The most effective feedback is that which leads to immediate action. Whether it’s a failing test, a code review comment, or a production alert, XP values systems that turn feedback into improvement without delay.

Simplicity

Continuous Improvement

Teamwork

Trunk-Based Development and Continuous QA

These two practices are closely related in both traditional XP and in AI-assisted development. Trunk-based development provides the rhythm of frequent integration, while continuous QA ensures that every integration is automatically validated. When AI agents are generating large amounts of code quickly, the combination of these practices is what prevents chaos and preserves quality.

Trunk-Based Development

XP has long emphasised integrating with the trunk or mainline frequently, avoiding long-lived branches. With AI-generated code, this discipline becomes even more critical. The risk of drift or large unreviewed merges is amplified when an agent can generate significant amounts of code in minutes.

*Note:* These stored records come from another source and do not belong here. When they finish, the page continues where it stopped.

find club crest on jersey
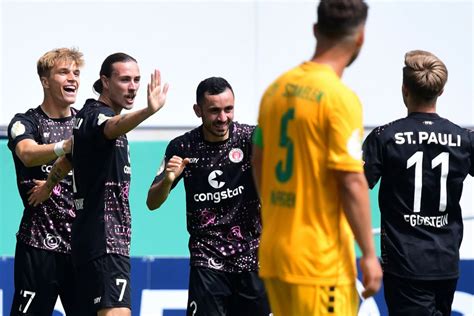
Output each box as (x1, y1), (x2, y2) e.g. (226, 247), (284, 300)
(229, 148), (244, 163)
(10, 121), (25, 139)
(43, 234), (61, 250)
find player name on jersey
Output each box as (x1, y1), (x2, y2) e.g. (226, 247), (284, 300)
(395, 132), (461, 147)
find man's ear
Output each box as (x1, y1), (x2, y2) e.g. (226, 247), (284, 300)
(356, 27), (365, 48)
(193, 104), (202, 117)
(313, 23), (318, 38)
(402, 84), (408, 98)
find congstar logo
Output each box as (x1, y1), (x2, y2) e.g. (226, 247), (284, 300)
(193, 170), (244, 203)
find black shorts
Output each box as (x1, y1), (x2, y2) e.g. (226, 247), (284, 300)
(10, 241), (77, 316)
(186, 267), (270, 316)
(77, 254), (131, 315)
(383, 273), (457, 316)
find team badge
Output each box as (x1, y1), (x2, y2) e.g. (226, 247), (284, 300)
(10, 121), (25, 139)
(229, 148), (244, 163)
(43, 234), (61, 250)
(207, 258), (224, 270)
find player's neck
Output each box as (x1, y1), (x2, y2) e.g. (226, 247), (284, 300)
(40, 98), (71, 118)
(407, 103), (436, 114)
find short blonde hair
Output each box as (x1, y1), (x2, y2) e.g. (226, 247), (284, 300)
(403, 50), (448, 100)
(36, 48), (84, 78)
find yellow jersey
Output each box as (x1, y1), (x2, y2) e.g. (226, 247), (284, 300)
(254, 62), (363, 285)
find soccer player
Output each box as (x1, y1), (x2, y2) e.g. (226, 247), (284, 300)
(30, 53), (168, 316)
(147, 77), (270, 316)
(253, 0), (382, 316)
(363, 50), (474, 316)
(8, 48), (84, 316)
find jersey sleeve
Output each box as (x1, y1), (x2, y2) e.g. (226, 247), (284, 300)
(152, 141), (186, 189)
(326, 95), (363, 172)
(468, 130), (474, 176)
(8, 114), (39, 152)
(362, 131), (383, 189)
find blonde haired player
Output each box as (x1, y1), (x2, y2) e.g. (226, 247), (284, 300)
(363, 50), (474, 316)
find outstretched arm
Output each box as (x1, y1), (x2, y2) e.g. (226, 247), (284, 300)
(336, 171), (382, 298)
(146, 156), (189, 211)
(104, 70), (168, 139)
(28, 156), (72, 206)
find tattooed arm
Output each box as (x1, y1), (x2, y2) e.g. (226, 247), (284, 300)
(28, 156), (72, 206)
(103, 70), (168, 139)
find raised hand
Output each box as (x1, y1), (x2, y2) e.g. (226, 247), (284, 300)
(147, 69), (169, 113)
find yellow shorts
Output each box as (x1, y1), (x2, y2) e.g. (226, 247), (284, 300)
(264, 278), (359, 316)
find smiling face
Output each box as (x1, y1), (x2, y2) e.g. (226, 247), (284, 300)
(194, 88), (234, 142)
(101, 61), (140, 113)
(41, 60), (81, 108)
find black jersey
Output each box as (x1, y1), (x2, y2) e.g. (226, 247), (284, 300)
(72, 99), (131, 264)
(154, 123), (261, 272)
(363, 113), (474, 280)
(8, 106), (77, 253)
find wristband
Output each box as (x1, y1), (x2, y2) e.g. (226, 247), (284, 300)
(54, 140), (66, 157)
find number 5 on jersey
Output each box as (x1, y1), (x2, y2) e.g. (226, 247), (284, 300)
(275, 108), (295, 182)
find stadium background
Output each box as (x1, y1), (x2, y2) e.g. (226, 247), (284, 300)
(0, 0), (474, 316)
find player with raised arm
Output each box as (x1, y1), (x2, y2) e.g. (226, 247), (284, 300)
(363, 50), (474, 316)
(29, 53), (168, 316)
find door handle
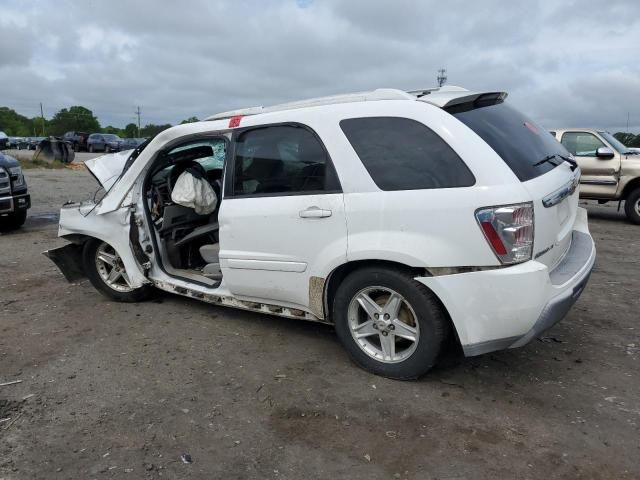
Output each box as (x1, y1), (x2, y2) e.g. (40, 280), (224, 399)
(300, 207), (331, 218)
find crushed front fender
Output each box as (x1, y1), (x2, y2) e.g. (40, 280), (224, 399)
(43, 243), (87, 282)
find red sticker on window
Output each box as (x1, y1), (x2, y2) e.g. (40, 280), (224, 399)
(229, 115), (242, 128)
(524, 122), (540, 135)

  • Small Steps: Encourage both developers and AI agents to work in short iterations, committing frequently.
  • Feature Flags: Use feature flags to safely integrate incomplete features without blocking the trunk.
  • Human + Agent Collaboration: Treat the AI as a pair programmer whose work also needs to flow through trunk and be validated by the team’s standards.
  • Governance: Frequent integration keeps the whole system visible and helps detect when AI output does not align with the intended architecture.

Continuous QA

Continuous QA extends XP’s practice of continuous testing into a full lifecycle safety net. When AI assists in coding, automated quality checks become the trust boundary.

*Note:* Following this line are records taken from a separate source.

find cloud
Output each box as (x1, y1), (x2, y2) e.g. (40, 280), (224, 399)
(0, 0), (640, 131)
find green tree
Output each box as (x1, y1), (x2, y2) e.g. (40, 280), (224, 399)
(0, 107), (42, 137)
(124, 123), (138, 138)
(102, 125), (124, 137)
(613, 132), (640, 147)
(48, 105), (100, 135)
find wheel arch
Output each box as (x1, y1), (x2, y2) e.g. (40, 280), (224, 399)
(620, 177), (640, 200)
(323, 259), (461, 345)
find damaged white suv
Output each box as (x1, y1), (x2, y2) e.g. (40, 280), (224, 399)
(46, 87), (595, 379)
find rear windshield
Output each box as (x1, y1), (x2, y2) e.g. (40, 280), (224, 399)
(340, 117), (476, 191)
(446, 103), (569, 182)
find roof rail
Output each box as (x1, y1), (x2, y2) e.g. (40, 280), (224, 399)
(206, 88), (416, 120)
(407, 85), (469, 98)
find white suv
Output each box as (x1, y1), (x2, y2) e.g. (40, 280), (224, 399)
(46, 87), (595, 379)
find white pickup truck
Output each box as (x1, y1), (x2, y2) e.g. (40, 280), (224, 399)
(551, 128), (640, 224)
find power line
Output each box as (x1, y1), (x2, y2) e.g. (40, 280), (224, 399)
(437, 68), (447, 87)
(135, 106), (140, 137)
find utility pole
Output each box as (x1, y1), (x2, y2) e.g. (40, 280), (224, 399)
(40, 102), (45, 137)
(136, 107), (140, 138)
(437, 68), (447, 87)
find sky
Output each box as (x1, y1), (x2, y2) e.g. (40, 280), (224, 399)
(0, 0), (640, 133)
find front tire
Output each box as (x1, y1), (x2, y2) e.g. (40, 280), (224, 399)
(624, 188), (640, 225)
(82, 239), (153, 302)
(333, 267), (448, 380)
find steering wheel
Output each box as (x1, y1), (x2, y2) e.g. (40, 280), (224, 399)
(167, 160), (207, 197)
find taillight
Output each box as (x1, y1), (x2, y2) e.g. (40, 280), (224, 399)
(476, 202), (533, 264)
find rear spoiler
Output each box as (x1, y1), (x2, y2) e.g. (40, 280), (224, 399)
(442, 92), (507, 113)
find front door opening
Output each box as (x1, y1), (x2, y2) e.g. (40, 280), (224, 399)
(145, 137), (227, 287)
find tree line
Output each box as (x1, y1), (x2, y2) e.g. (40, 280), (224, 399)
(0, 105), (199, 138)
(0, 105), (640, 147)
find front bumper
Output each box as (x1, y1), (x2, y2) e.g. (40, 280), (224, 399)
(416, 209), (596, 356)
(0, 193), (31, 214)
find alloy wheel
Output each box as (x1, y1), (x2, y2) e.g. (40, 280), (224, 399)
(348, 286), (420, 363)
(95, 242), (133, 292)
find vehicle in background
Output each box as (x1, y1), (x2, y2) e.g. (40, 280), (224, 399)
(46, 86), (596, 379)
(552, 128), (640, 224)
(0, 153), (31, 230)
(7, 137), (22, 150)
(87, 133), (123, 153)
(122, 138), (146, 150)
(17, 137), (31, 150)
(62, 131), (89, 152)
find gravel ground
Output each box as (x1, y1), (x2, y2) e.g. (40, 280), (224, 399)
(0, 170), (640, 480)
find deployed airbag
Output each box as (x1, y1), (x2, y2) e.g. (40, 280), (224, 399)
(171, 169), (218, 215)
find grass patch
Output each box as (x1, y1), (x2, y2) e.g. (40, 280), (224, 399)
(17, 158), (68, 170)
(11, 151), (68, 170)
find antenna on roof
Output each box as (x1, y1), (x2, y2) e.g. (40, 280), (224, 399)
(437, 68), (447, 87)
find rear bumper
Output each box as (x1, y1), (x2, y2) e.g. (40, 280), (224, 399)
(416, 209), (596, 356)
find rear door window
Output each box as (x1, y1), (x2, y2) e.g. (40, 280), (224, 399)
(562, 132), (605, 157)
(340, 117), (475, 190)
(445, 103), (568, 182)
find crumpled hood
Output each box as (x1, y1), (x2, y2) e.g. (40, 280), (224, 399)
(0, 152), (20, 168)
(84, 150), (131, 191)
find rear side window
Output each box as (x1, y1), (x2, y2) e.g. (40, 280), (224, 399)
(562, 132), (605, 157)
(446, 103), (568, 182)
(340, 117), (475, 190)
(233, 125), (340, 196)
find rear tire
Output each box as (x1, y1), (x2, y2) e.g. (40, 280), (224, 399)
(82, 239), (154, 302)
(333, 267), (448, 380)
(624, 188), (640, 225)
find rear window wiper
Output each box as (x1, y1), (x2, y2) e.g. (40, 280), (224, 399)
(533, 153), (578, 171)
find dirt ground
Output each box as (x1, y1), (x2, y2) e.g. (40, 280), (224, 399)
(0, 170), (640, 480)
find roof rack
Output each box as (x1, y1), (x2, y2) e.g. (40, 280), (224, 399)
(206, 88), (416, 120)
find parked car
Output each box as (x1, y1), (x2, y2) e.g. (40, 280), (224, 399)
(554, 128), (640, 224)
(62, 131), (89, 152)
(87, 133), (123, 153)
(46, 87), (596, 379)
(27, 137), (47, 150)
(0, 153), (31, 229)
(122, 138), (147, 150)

  • Tests as Specifications: Writing tests first gives the AI a clear contract to code against, reducing hallucinations.
  • AI-Augmented Testing: AI can generate additional edge-case tests, fuzzing scenarios, or mutation tests, expanding coverage beyond what humans might anticipate.
  • Pipeline as Gatekeeper: Every commit from human or agent flows through a robust CI/CD pipeline with automated unit, integration, and acceptance tests.
  • Runtime Validation: Continuous QA also includes observability and monitoring in production, so that AI-generated changes are not just syntactically valid but operationally sound.

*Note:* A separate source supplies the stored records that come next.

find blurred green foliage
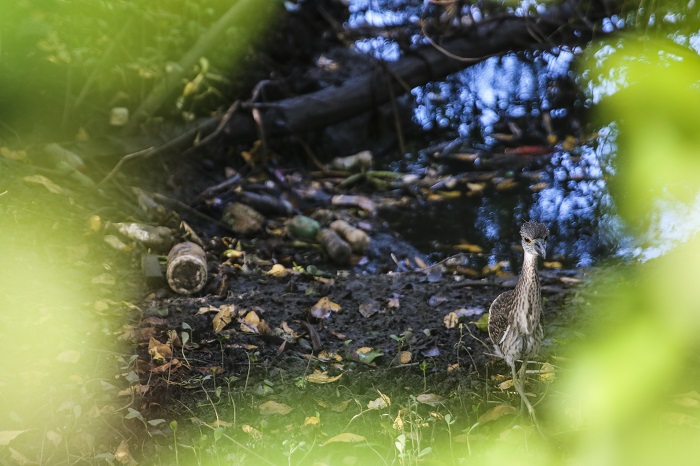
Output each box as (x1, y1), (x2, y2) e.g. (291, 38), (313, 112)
(0, 0), (279, 137)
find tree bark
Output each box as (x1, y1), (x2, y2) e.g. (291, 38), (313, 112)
(212, 0), (619, 146)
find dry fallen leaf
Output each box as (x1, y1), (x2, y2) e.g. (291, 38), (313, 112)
(359, 301), (379, 317)
(498, 379), (513, 390)
(0, 430), (27, 446)
(304, 369), (344, 384)
(304, 416), (321, 427)
(477, 404), (518, 424)
(416, 393), (445, 406)
(114, 440), (134, 464)
(258, 400), (292, 416)
(239, 311), (260, 333)
(267, 264), (289, 278)
(148, 337), (173, 364)
(367, 390), (391, 409)
(212, 306), (235, 333)
(540, 362), (557, 382)
(241, 424), (262, 440)
(151, 358), (182, 374)
(454, 243), (484, 254)
(321, 432), (366, 446)
(331, 400), (352, 413)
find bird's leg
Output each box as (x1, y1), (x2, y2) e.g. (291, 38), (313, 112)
(510, 361), (542, 432)
(518, 359), (531, 411)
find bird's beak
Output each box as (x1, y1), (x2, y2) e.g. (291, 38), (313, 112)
(533, 239), (547, 259)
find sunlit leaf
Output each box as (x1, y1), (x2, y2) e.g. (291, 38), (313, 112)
(540, 362), (557, 382)
(321, 432), (366, 446)
(0, 430), (27, 446)
(416, 393), (445, 406)
(309, 296), (341, 319)
(23, 175), (65, 194)
(212, 306), (235, 333)
(56, 350), (80, 364)
(241, 424), (262, 440)
(304, 416), (321, 427)
(304, 369), (343, 384)
(258, 400), (292, 416)
(355, 346), (384, 364)
(476, 312), (489, 332)
(267, 264), (289, 278)
(367, 390), (391, 409)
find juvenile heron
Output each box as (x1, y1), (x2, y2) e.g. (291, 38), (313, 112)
(489, 222), (549, 425)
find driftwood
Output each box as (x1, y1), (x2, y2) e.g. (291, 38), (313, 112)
(105, 0), (620, 177)
(213, 0), (614, 144)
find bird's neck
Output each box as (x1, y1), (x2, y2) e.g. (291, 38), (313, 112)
(517, 252), (539, 287)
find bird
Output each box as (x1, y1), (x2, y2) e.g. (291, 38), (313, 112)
(488, 221), (549, 429)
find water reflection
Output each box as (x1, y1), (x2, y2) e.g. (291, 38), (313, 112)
(347, 0), (700, 266)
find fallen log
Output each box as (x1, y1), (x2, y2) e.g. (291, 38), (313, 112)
(215, 0), (615, 141)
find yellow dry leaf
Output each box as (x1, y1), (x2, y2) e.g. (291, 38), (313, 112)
(367, 390), (391, 409)
(304, 369), (344, 384)
(209, 419), (233, 429)
(304, 416), (321, 427)
(416, 393), (445, 406)
(309, 296), (341, 319)
(212, 306), (234, 333)
(148, 337), (173, 364)
(467, 183), (486, 194)
(23, 175), (64, 194)
(88, 215), (103, 233)
(241, 424), (262, 440)
(442, 311), (459, 328)
(495, 178), (519, 192)
(0, 146), (27, 162)
(530, 181), (549, 193)
(258, 400), (292, 416)
(195, 306), (221, 316)
(91, 273), (117, 286)
(316, 350), (343, 362)
(561, 135), (578, 152)
(542, 261), (563, 269)
(476, 312), (489, 332)
(267, 264), (288, 278)
(321, 432), (366, 446)
(498, 379), (513, 390)
(331, 400), (352, 413)
(454, 243), (484, 253)
(477, 404), (518, 424)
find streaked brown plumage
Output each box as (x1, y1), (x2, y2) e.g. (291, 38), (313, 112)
(489, 222), (549, 423)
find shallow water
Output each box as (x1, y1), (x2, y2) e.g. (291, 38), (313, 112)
(346, 0), (700, 267)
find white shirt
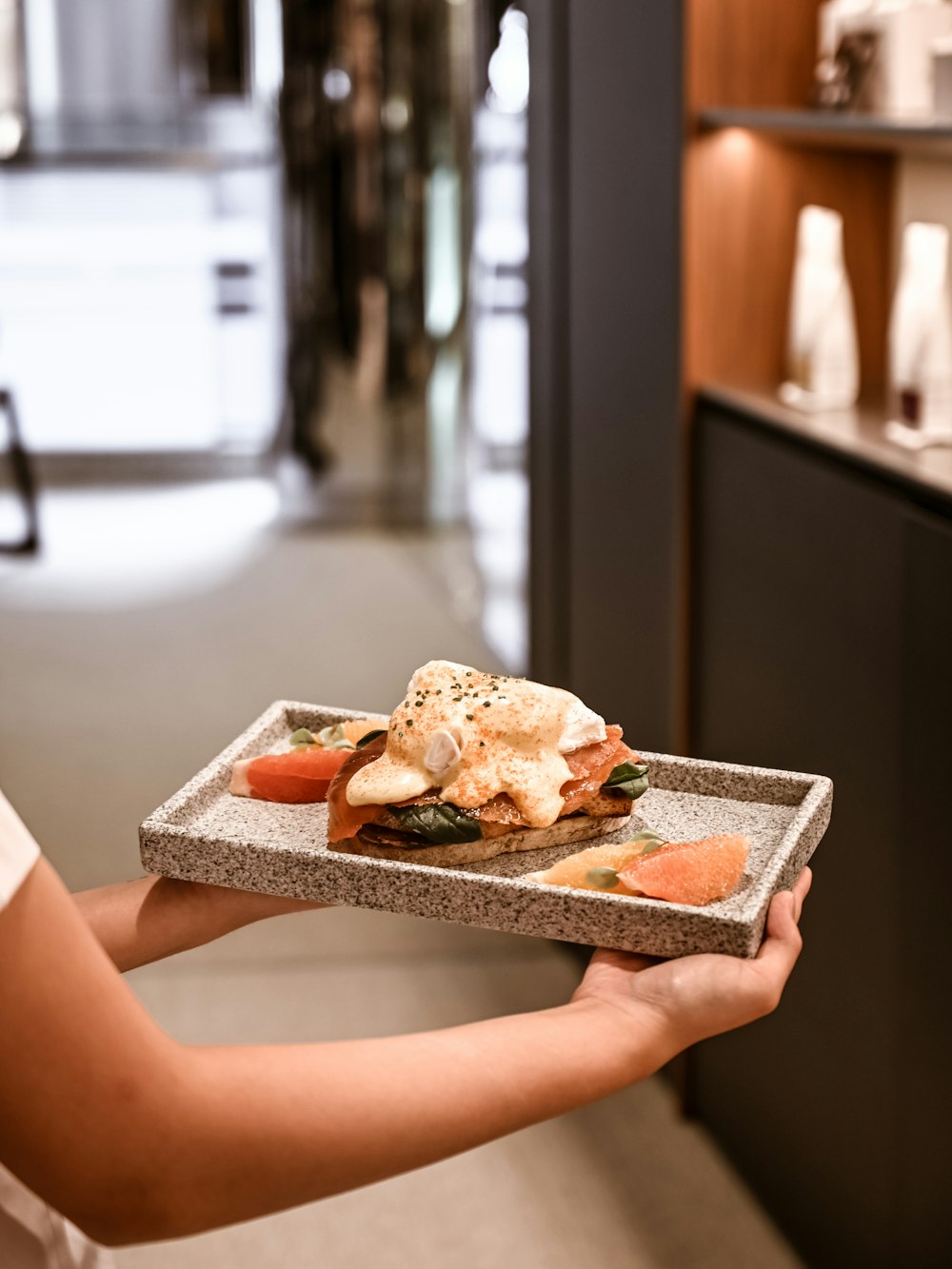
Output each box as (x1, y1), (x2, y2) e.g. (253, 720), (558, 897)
(0, 793), (113, 1269)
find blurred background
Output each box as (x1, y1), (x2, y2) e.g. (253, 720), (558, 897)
(0, 0), (952, 1269)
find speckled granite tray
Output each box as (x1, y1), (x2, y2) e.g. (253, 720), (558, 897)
(140, 701), (833, 957)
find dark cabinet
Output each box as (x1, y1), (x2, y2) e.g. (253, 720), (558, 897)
(690, 405), (952, 1269)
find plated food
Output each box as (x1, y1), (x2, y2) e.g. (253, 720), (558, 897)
(228, 716), (388, 802)
(526, 828), (750, 907)
(140, 695), (833, 957)
(229, 661), (750, 906)
(327, 661), (647, 866)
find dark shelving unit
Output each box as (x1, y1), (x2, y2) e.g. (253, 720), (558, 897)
(696, 107), (952, 159)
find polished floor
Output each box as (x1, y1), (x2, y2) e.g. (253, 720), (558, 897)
(0, 495), (800, 1269)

Together, trunk-based development and continuous QA keep the pace of AI-assisted development aligned with the discipline of XP—delivering rapid change without sacrificing reliability.

Guardrails and Patterns

While trunk-based development and continuous QA provide strong feedback loops, they do not by themselves ensure that AI-assisted development remains within the boundaries of good engineering practice. Guardrails and patterns act as the architectural conscience of the process, ensuring that both human and agent contributions are consistent, secure, and maintainable.

Why They Matter

AI agents can produce working code that passes tests but still violates enterprise standards or architectural guidelines. Without explicit boundaries, it is easy for inconsistencies, security flaws, or anti-patterns to creep in. Guardrails help ensure long-term maintainability and alignment with organisational practices.

How to Apply Them

  • Architecture Decision Records (ADRs): Capture and surface key decisions so that AI agents and humans alike work with the same architectural intent.
  • Curated Documentation Awareness: Provide AI tools with access to reference architectures, design patterns, and coding standards to reduce drift.
  • Linting and Policy as Code: Enforce coding standards and security rules automatically in the CI/CD pipeline using static analysis and policy frameworks.
  • Secure Defaults and Templates: Supply compliant scaffolds and starter kits so generated code begins with the right patterns in place.
  • Prompting Standards: Encourage developers to specify required patterns and practices in their prompts (e.g. “implement with repository pattern”).
  • Automated Fitness Functions: Use architectural fitness functions to continuously validate that the system remains aligned to the intended design.

Relationship to XP

In traditional XP, refactoring and pair programming spread good practices organically. In AI-assisted XP, those same values are upheld by codifying rules into guardrails and patterns. This ensures that the velocity gained from AI does not come at the cost of quality or architectural integrity.